Human lymphocyte-sheep erythrocyte rosette formation: Some characteristics of the interation

Abstract

Sheep red blood cell rosette (SRBC-R) formation was evaluated and utilized as a human T cell marker for lymphocytes from normals and selected patients; 69–82% of the blood lymphocytes of normal individuals and 90–100% of human thymocytes form SRBC-R. In double-labeling experiments in which the B lymphocytes are first labeled with either aggregated human immunoglobulin or anti-immunoglobulin and then SRBC added, the vast majority of B cells do not form SRBC-R. However, rare cells are noted that show B cell markers and are also SRBC-R. Lymphocytes from most patients with chronic lymphocytic leukemia (CLL) showed predominence of anti-lg and aggregate staining and low percentages of SRBC-R. Therefore, these appeared to represent B cell leukemias.

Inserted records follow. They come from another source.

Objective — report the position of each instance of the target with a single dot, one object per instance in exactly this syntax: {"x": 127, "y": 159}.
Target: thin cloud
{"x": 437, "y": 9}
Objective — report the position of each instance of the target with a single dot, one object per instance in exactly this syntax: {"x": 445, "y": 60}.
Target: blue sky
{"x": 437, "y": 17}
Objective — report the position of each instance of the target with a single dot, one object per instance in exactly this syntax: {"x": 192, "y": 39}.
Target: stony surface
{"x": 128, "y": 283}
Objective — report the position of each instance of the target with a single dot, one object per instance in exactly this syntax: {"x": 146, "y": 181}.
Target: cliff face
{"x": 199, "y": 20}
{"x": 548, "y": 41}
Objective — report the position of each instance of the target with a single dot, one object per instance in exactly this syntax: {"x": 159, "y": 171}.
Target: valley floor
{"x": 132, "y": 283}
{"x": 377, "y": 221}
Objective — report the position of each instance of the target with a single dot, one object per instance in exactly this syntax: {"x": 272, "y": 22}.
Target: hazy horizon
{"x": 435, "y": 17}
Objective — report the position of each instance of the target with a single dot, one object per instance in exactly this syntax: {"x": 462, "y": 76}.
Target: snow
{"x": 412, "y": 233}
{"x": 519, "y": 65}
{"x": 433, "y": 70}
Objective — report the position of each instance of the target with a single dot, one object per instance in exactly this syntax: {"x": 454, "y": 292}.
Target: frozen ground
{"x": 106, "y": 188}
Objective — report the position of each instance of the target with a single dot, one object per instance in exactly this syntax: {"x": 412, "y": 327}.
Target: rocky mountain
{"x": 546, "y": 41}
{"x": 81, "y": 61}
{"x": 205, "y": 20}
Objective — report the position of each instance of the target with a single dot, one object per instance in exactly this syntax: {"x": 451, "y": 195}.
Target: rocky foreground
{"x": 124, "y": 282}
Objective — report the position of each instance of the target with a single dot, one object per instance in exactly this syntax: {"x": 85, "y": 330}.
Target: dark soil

One case, however, showed no anti-lg or aggregate staining but 88% SRBC-R and thus appeared to be a T cell leukemia. These relationships were also found in hypogammaglobulinemia patients with relative B cell deficiency. Rosette formation was not inhibited by anti-immunoglobulin sera including specific anti-light chain sera. Electron microscopic studies of the SRBC-R suggest that there are relatively few sites of attachment between the reactive lymphocyte and SRBC. This binding is distinguished from binding of complement-coated SRBC to the C3 receptor-bearing lymphocyte, in which broad zones of attachment between lymphocyte and erythrocyte are observed.